MzeroMiko / VMamba

VMamba: Visual State Space Models,code is based on mamba
MIT License
2.01k stars 114 forks source link

Effects of SSM_D_STATE and SSM_RATIO #74

Open DianCh opened 6 months ago

DianCh commented 6 months ago

Hi, I noticed that the model consumes a lot of memory, and wondering if you managed to reduce it by changing SSM_D_STATE or SSM_RATIO while maintain/improve the performance (they were changed in configs/vssm1/vssm_tiny_224_0229.yaml compared to original configs/vssm/vssm_tiny_224.yaml) - do they affect the performance a lot?

MzeroMiko commented 6 months ago

The performance of vssm_tiny_224_0229 and 0230 are both ~ 82.4,actually I do not think it'll make any difference if D_STATE=1 or 16, when D_STATE is small, but this needs to be proved.
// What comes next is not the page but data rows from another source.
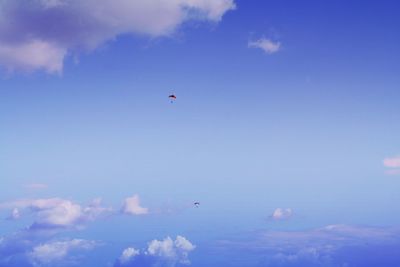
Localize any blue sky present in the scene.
[0,0,400,267]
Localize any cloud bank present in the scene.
[271,208,293,221]
[0,0,235,73]
[114,236,196,267]
[0,198,112,230]
[219,225,400,267]
[248,38,281,54]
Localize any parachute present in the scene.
[168,95,176,103]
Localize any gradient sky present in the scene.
[0,0,400,267]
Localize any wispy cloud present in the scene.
[270,208,293,221]
[114,236,196,267]
[219,225,400,267]
[0,198,112,230]
[121,195,149,215]
[0,0,235,73]
[248,38,281,54]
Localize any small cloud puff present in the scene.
[248,38,281,54]
[271,208,293,221]
[114,236,196,267]
[119,248,140,264]
[121,195,149,215]
[0,198,111,230]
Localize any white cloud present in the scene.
[24,183,48,190]
[248,38,281,54]
[28,239,97,265]
[147,236,196,264]
[119,248,140,264]
[271,208,293,221]
[122,195,149,215]
[0,0,235,73]
[0,40,67,73]
[0,198,111,229]
[114,236,196,267]
[8,208,21,220]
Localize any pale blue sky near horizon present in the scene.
[0,0,400,266]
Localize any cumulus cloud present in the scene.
[121,195,149,215]
[271,208,293,221]
[119,248,140,264]
[0,198,111,230]
[114,236,196,267]
[0,230,100,267]
[248,38,281,54]
[0,0,235,73]
[28,239,97,266]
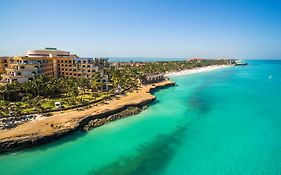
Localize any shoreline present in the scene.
[0,80,175,153]
[0,65,231,154]
[164,65,232,77]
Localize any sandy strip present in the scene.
[165,65,232,77]
[0,81,174,152]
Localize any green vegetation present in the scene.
[0,60,229,117]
SSM_RATIO affects performance a lot, that is for sure.

HashmatShadab commented 5 months ago

The changes in v2 with respect v0 models seem to be setting the D_STATE from 16 to 1 while adding the mlp branch (MLP_RATIO=4) in VSSBlock . Further within the SS2D block the in_proj layer output dimension is d_inner now instead of d_inner*2(no skip connection inside the SS2D block).

Is this correct?

MzeroMiko commented 5 months ago

Yes, you are correct basically.

HashmatShadab commented 5 months ago

Thanks! Can you please elaborate on what where the reasons for setting D_STATE from 16 to 1 and if you have any insights on the effect of varying D_STATE.